2014/1/13 Hui Li <hui.li@icloud.com>
On Jan 12, 2014, at 12:11 PM, TONGARI J <tongari95@gmail.com> wrote:
No. I just advertised this to the community and tried to gather interest sometime ago, but didn't go for further review process.
Well, doc/test are there, but no certain plan yet, I haven't got the time to try out modular Boost myself. So, please go ahead, it'd be great if you could bring this into Boost eventually.
I see. I'll look into modular boost. Here is my proposal to extend your boost::has_call. Please let me know what you think, and I'd love to hear feedback from anyone.
1. Guard the current limited has_call implementation with #ifdef BOOST_NO_SFINAE_EXPR.
2. when sfinae-expr is supported, implement has_call based on sfinae expression (my approach or something similar). This would make has_call evaluate to false when the call is ambiguous on c++03 compilers that support sfinae-expr, which makes it closer to your original intent.
3. add has_ambiguous_call<T,R(Args...)> to both the unlimited implementation, and to the limited implementation when sfinae-expr is available. The return-type R is ignored.

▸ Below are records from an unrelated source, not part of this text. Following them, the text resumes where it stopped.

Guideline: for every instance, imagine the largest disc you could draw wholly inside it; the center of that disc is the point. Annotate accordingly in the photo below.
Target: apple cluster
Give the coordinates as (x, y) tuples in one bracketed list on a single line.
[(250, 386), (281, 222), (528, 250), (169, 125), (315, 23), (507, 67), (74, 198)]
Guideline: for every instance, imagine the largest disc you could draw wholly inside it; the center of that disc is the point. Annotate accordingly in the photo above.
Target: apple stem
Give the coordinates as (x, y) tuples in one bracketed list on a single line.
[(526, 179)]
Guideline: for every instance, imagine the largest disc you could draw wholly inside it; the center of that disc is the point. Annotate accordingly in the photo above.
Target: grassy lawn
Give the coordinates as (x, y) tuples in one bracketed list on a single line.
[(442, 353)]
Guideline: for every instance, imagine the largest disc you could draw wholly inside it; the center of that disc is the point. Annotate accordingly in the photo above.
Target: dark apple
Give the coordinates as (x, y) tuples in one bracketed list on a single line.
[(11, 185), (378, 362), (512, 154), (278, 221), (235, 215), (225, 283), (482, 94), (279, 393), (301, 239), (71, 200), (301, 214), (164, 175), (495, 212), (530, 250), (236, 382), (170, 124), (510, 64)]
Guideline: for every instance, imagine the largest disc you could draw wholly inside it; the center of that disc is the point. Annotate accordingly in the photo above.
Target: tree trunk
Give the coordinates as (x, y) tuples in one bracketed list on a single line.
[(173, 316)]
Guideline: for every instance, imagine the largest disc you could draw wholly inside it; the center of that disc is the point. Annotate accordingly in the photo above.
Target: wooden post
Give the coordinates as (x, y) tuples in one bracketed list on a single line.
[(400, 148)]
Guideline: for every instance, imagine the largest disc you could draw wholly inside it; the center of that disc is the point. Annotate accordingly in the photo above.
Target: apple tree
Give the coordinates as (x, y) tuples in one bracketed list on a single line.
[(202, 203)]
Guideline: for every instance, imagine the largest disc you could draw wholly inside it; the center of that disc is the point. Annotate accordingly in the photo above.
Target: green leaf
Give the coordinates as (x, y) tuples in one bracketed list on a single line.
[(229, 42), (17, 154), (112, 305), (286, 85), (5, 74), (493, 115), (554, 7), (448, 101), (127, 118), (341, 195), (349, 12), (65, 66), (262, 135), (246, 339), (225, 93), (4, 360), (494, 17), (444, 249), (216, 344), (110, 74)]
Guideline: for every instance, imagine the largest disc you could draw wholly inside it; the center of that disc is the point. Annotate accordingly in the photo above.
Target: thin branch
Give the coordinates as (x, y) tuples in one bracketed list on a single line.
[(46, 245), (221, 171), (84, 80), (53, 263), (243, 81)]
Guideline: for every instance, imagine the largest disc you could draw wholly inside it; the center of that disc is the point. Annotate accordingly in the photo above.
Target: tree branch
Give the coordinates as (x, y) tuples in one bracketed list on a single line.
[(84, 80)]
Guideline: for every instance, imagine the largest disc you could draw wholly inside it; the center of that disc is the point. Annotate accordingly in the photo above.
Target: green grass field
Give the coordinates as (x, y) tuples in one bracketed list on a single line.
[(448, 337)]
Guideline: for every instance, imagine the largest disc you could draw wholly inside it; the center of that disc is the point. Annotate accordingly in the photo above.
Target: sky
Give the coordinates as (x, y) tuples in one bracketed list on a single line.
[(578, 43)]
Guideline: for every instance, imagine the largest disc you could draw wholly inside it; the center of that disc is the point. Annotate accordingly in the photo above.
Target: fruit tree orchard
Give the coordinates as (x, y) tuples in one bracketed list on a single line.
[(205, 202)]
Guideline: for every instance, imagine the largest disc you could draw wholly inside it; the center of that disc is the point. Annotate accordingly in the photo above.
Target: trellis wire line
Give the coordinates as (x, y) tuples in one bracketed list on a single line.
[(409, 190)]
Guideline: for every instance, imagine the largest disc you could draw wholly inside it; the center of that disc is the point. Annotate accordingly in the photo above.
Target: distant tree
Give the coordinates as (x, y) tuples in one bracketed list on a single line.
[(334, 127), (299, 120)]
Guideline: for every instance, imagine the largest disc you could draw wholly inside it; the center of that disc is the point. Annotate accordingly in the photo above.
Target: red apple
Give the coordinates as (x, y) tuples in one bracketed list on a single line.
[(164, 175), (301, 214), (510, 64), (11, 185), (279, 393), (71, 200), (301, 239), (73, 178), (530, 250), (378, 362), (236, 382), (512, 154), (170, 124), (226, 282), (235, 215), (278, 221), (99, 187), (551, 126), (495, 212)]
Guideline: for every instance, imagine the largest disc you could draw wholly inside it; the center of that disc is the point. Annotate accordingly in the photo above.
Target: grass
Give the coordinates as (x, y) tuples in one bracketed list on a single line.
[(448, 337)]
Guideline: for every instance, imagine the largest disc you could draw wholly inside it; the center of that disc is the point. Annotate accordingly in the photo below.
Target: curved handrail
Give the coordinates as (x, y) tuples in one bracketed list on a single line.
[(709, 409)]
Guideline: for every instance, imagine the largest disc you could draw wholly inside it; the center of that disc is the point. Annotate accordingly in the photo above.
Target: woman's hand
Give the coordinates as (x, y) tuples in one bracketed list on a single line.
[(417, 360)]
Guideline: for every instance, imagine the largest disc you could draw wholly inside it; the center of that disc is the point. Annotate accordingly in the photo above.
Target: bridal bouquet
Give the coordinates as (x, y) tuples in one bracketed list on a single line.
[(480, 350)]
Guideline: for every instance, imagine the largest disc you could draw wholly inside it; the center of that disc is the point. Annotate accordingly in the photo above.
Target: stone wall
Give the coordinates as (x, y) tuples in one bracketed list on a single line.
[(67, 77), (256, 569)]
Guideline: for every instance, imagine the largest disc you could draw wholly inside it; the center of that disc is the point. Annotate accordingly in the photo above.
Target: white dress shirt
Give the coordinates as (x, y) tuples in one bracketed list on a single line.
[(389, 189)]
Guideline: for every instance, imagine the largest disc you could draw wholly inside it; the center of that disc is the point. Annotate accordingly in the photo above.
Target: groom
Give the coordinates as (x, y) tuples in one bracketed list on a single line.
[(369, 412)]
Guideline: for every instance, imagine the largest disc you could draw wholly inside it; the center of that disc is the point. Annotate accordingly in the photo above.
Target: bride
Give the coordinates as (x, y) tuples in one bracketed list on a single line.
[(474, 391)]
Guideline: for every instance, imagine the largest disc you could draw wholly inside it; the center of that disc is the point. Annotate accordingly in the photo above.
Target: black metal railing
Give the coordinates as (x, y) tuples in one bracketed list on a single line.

4. add has_no_viable_call<T,R(Args)> to both the unlimited implementation, and to the limited when sfinae-expr is available, which always evaluate to has_no_viable_call<T,R(Args)>::value == ! has_call<T,R(Args)>::value && ! has_ambiguous_call<T,R(Args)>::value note that this means it evaluates to false when the decltype(T(Args...)) is not convertible to R, which i think is the correct behavior. also note that, for any given <T,R(Args...)>, one and only one of the three traits would evaluate to true.
5. to achieve some degree of consistency when there is no sfinae-expr support, we should have (by definition if you like), has_ambiguous_call<T,R(Args)>::value == false; // because has_call<T,R(Args)> does not compile when ambiguous has_no_viable_call<T,R(Args)>::value == ! has_call<T,R(Args)>::value
I'll explain some of my original design rationale here: 1) Name choosing: "has_call" was originally called "can_be_called", and was intended to be a separate lib than TypeTraits, but as someone pointed out, TypeTraits seems a good place, and since there are already Operator Type Traits which is called has_xxx, I just followed the convention. 2) Return Type Specifying: other Operator Type Traits let you specify the expected return type, so I followed, though with a bit different syntax. But since you also tried to provide more than has_call, I'm not sure if these apply to the others. For example, has_ambiguous_call doesn't have to follow the convention as has_call as you want to ignore the return type, maybe you can make it is_ambiguous<T(A...)>. Another thought is: maybe you don't have to make has_ambiguous_call a first-class citizen, you can provide something like has_call_fuzzy which is the exact opposite of has_no_viable_call, then the user with c++11 available can opt to use has_call_fuzzy instead of has_call so the error will generate if the call is ambiguous. About the compatibility of has_ambiguous_call -- I'm not sure if telling the false negative or generating a compile error is better in case that the compiler is incapable to tell the truth.